February 21, 1964 (Friday)
We got up about 12:00 noon. I fixed breakfast, and we all went to the beach, except Phil. He wanted to stay and work on his car. It was a beautiful day and the sun was shining.
We walked the beach for a little while, but since it was basically void of people, we soon left and went to a pawn shop. I bought a $1.00 ring, Major bought a gun that shot blanks, and Pete purchased a harmonica. We returned to the apartment, ate supper and went to a movie.

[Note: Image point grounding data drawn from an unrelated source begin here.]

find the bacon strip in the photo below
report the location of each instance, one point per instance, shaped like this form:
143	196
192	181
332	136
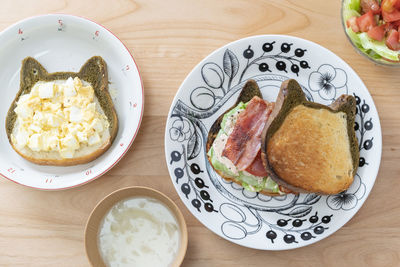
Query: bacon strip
256	167
244	142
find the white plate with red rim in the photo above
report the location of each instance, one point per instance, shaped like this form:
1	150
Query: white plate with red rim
244	217
64	43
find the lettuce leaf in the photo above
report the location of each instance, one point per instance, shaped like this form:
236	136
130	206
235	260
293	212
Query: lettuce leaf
379	48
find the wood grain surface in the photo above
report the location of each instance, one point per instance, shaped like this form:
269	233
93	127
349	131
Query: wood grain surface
167	39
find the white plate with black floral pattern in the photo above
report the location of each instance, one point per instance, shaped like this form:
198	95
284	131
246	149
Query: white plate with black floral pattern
65	43
240	216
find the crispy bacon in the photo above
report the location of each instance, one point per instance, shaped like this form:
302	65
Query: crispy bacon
244	142
256	167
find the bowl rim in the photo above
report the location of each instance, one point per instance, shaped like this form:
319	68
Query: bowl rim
378	62
103	206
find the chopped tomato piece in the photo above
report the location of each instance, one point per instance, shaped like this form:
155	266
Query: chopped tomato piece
387	6
391	10
352	23
377	33
389	26
373	5
366	21
392	41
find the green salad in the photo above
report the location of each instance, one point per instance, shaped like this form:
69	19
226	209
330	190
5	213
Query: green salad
373	27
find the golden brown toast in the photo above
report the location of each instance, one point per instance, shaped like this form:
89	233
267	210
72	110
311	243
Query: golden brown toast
94	71
310	147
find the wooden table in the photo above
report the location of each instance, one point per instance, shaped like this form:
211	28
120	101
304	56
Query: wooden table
167	39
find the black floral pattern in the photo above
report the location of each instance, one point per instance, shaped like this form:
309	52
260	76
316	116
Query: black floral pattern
327	81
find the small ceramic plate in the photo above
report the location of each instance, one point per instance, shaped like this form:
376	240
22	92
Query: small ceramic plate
64	43
98	213
241	216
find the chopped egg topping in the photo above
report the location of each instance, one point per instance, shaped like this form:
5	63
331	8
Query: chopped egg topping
59	116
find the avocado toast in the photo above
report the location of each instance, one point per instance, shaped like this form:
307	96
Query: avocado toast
261	184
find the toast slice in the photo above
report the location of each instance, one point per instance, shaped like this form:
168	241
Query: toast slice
249	91
94	72
310	147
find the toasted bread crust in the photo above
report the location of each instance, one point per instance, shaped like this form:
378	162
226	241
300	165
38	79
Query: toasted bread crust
94	71
283	161
66	162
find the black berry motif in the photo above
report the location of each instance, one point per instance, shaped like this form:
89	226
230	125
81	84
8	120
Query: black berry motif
192	185
199	182
271	235
282	61
299	52
280	65
282	222
368	125
209	207
178	173
204	195
314	218
185	189
304	64
196	203
362	126
303	229
285	47
368	144
195	168
298	223
263	67
361	162
267	47
326	219
319	230
288	238
175	156
295	69
306	236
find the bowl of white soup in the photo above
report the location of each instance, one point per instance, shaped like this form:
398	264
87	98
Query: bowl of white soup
136	226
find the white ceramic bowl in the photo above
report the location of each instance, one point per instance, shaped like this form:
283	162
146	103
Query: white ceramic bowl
64	43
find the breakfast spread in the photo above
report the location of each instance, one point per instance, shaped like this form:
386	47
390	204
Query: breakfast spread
289	146
139	231
62	118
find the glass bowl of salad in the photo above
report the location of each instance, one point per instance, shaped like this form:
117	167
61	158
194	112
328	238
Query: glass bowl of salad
373	28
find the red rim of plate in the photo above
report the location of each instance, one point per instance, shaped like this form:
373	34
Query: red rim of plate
141	111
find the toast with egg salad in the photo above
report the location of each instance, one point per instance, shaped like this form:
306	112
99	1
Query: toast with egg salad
252	174
62	118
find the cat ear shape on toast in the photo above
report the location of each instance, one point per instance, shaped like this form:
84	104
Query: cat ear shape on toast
310	147
94	71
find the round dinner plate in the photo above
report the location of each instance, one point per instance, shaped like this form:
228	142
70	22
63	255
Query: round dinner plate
247	218
65	43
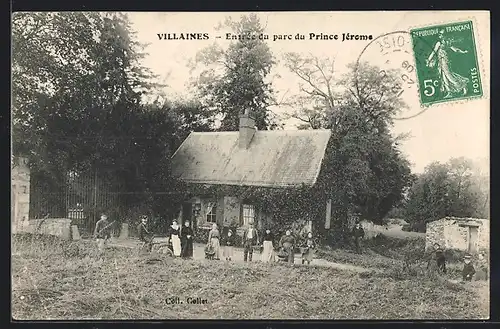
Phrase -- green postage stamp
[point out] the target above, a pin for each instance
(447, 63)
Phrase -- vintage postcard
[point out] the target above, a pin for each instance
(250, 165)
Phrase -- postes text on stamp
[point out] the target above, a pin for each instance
(449, 69)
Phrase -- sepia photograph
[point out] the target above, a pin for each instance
(250, 165)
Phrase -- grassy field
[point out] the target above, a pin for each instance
(55, 281)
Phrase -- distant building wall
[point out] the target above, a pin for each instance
(60, 227)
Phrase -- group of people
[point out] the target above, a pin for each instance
(180, 238)
(221, 246)
(468, 270)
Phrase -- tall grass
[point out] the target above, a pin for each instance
(54, 279)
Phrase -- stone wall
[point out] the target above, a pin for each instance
(60, 227)
(451, 235)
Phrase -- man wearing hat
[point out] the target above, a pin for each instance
(468, 271)
(102, 232)
(358, 234)
(250, 239)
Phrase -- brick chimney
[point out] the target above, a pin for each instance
(247, 129)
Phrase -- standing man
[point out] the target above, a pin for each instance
(358, 234)
(144, 234)
(102, 233)
(187, 241)
(250, 239)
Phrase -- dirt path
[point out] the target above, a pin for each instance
(198, 253)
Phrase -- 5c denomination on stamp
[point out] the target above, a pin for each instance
(392, 54)
(449, 71)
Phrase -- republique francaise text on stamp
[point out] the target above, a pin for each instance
(450, 70)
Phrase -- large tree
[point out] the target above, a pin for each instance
(236, 79)
(454, 188)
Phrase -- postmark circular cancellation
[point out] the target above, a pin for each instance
(392, 53)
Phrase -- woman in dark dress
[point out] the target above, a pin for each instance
(187, 241)
(267, 246)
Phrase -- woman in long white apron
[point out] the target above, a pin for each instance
(174, 238)
(268, 248)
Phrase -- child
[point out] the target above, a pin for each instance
(228, 245)
(468, 271)
(482, 271)
(209, 251)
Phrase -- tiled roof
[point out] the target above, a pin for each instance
(277, 158)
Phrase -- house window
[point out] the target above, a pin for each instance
(211, 212)
(248, 215)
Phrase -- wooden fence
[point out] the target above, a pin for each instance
(80, 197)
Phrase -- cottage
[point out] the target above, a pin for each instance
(20, 192)
(468, 234)
(250, 158)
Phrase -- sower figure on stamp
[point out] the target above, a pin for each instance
(144, 234)
(451, 82)
(358, 233)
(102, 233)
(250, 239)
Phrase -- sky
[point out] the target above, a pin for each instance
(441, 132)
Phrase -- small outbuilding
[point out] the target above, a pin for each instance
(467, 234)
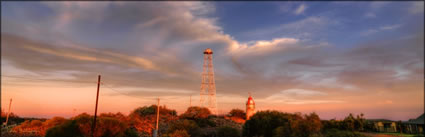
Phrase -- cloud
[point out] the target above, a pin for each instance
(370, 15)
(263, 46)
(416, 7)
(297, 96)
(300, 9)
(390, 27)
(382, 28)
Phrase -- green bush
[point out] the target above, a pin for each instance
(341, 133)
(68, 129)
(188, 125)
(228, 132)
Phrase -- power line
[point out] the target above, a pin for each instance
(55, 80)
(122, 93)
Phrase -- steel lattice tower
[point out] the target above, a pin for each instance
(208, 83)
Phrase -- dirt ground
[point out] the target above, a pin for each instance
(381, 135)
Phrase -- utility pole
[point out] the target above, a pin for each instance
(155, 134)
(190, 101)
(95, 110)
(8, 112)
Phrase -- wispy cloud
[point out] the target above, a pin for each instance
(382, 28)
(300, 9)
(416, 7)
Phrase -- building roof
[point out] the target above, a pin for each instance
(379, 120)
(419, 120)
(250, 101)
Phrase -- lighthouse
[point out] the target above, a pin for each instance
(250, 107)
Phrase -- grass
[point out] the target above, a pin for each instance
(399, 134)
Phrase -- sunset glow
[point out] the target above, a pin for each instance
(331, 58)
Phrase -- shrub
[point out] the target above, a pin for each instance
(68, 129)
(341, 133)
(228, 132)
(180, 133)
(187, 125)
(237, 113)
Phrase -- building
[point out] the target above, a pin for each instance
(414, 126)
(250, 107)
(383, 125)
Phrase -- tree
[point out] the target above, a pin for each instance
(237, 113)
(228, 132)
(199, 114)
(143, 119)
(313, 123)
(196, 113)
(187, 125)
(348, 122)
(68, 129)
(264, 122)
(180, 133)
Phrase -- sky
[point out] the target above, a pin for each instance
(332, 58)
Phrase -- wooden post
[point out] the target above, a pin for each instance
(8, 112)
(95, 110)
(157, 120)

After the movie, we stopped back at Porky’s. When we got there, Porky gave us some disturbing news. The musicians’ union was not allowing The Kingtones to work at Porky’s without using a booking agent and without having a contract. They were threatening Porky, telling him if he let us come in that they would not allow any other union bands to play at his club. Since almost all bands at that time belonged to the union meant that Porky would not be able to have music at his club. Although The Kingtones did belong to the union, we didn’t have a booking agent or a contract to play at Porky’s. We were just sick about this news. It seemed like nothing was going our way.
Pete and I had a few words that day. I asked him why it was that whenever he was gone we got along just fine; but when he was present, we seemed to have “dissention amongst the ranks.” He said it was because he was cool and sophisticated and that I was uncool and dull. I was not sure that he had answered my question, but I left it at that.
I missed Chick very much, and hoped that I could see her soon. Mike appeared to be better. We were all healthy.